The present invention relates in general to high speed logic circuitry, and in particular to current-controlled CMOS (or C3MOS(trademark)) logic circuits with inductive broadbanding.
For a number of reasons CMOS is the logic family of choice in today""s VLSI devices. Due to the complementary nature of its operation, CMOS logic consumes zero static power. CMOS also readily scales with technology. These two features are highly desirable given the drastic growth in demand for low power and portable electronic devices. Further, with the computer aided design (CAD) industry""s focus on developing automated design tools for CMOS based technologies, the cost and the development time of CMOS VLSI devices has reduced significantly.

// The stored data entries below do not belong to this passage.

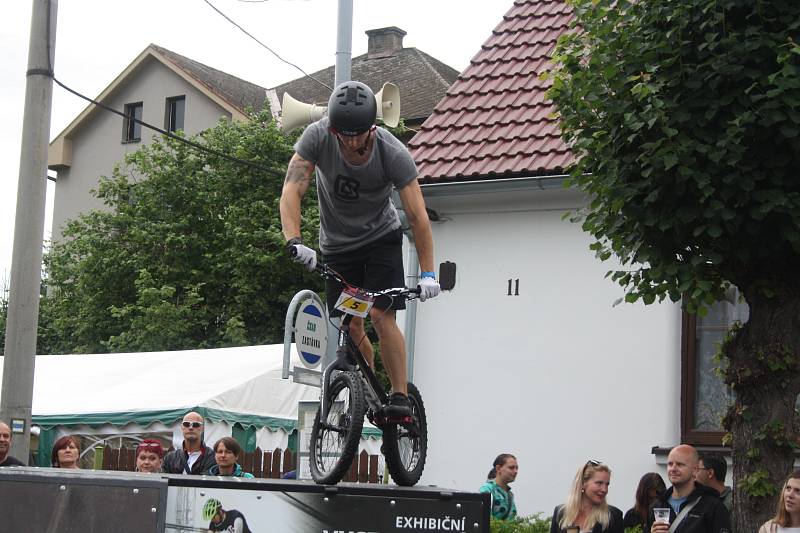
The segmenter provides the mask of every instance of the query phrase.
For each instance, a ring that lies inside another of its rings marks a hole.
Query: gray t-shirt
[[[392,187],[402,189],[416,179],[417,166],[403,143],[383,128],[376,130],[369,160],[351,165],[328,126],[327,118],[308,126],[294,150],[316,165],[319,248],[324,254],[339,254],[400,227]]]

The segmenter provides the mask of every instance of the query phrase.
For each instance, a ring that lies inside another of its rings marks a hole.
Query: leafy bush
[[[550,517],[536,513],[531,516],[518,516],[511,520],[491,519],[489,524],[491,533],[549,533]]]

The one drawback of the CMOS logic family, however, remains its limited speed. That is, conventional CMOS logic has not achieved the highest attainable switching speeds made possible by modem sub-micron CMOS technologies. As a result of the speed limitations of conventional CMOS logic, integrated circuit applications in the Giga Hertz frequency range have had to look to alternative technologies such as ultra high speed bipolar circuits and Gallium Arsenide (GaAs). These alternative technologies, however, have drawbacks of their own that have made them more of a specialized field with limited applications as compared to silicon MOSFET that has had widespread use and support by the industry. In particular, compound semiconductors such as GaAs are more susceptible to defects that degrade device performance, and suffer from increased gate leakage current and reduced noise margins. Furthermore, attempts to reliably fabricate a high quality oxide layer using GaAs have not thus far met with success. This has made it difficult to fabricate GaAs FETs, limiting the GaAs technology to junction field-effect transistors (JFETs) or Schottky barrier metal semiconductor field-effect transistors (MESFETs). A major drawback of the bipolar technology, among others, is its higher current dissipation even for circuits that operate at lower frequencies.

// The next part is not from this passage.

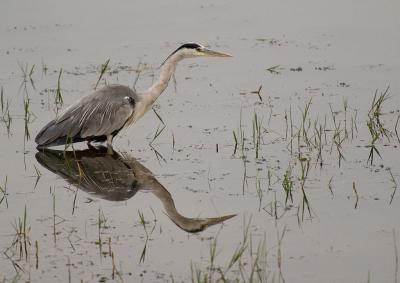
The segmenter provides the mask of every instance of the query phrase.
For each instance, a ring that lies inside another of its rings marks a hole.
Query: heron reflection
[[[119,154],[114,150],[110,154],[105,147],[81,151],[45,149],[37,152],[35,157],[46,169],[98,198],[124,201],[138,191],[151,192],[162,202],[168,217],[187,232],[203,231],[235,216],[189,218],[181,215],[171,194],[153,173],[126,153]]]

A significant improvement in speed of operation of CMOS circuitry has been achieved by a family of CMOS logic that is based on current-controlled mechanism. Current-controlled CMOS (or C3MOS) logic is described in greater detail in commonly-assigned patent application Ser. No. 09/484,856 entitled xe2x80x9cCurrent-Controlled CMOS Logic Family,xe2x80x9d by Hairapetian, which is hereby incorporated in its entirety for all purposes. The basic building block of the C3MOS logic family uses a pair of conventional MOSFETs that steer current between a pair of load devices in response to a difference between a pair of input signals. Thus, unlike conventional CMOS logic, C3MOS logic dissipates static current, but operates at much higher speeds.
According to one aspect of the invention, to further enhance speed of operation of circuits implemented in CMOS technology, the present invention introduces inductive elements in the C3MOS circuits. In a specific embodiment, a spiral inductor is inserted in series with the load devices of selected C3MOS structures that process high-bandwidth data signals. The resulting series combination of inductor and resistive element (e.g., polysilicon resistors) that is in parallel with an existing capacitive load provides a high impedance at a higher bandwidth than would be possible without the presence of the inductor. Optimized values for the inductors ensure appropriate placement of the circuit""s natural frequencies in the complex plane to achieve fast rise and fall times with appropriate overshoot and undershoot. The present invention combines the use of this type of shunt peaking with C3MOS circuits that process broadband bi-level (i.e., digital as opposed to analog) differential signals. The combination of these characteristics allows for improvement of the output signal""s inter-symbol interference without any increase in power dissipation.
According to another aspect of the invention, a multiplexer circuit includes C3MOS with inductive broadbanding to facilitate operation at ultra-high frequencies.
According to another aspect of the invention, a flip-flop is implemented utilizing C3MOS with inductive broadbanding to operate at ultra-high frequencies.
According to another aspect of the invention, a complementary metal-oxide-semiconductor (CMOS) logic circuitry combines on the same silicon substrate, current-controlled MOSFET circuitry of the type described above for high speed signal processing, with conventional CMOS logic that does not dissipate static current. Examples of such combined circuitry include serializer/deserializer circuitry used in high speed serial links, high speed phase-locked loop dividers, and the like.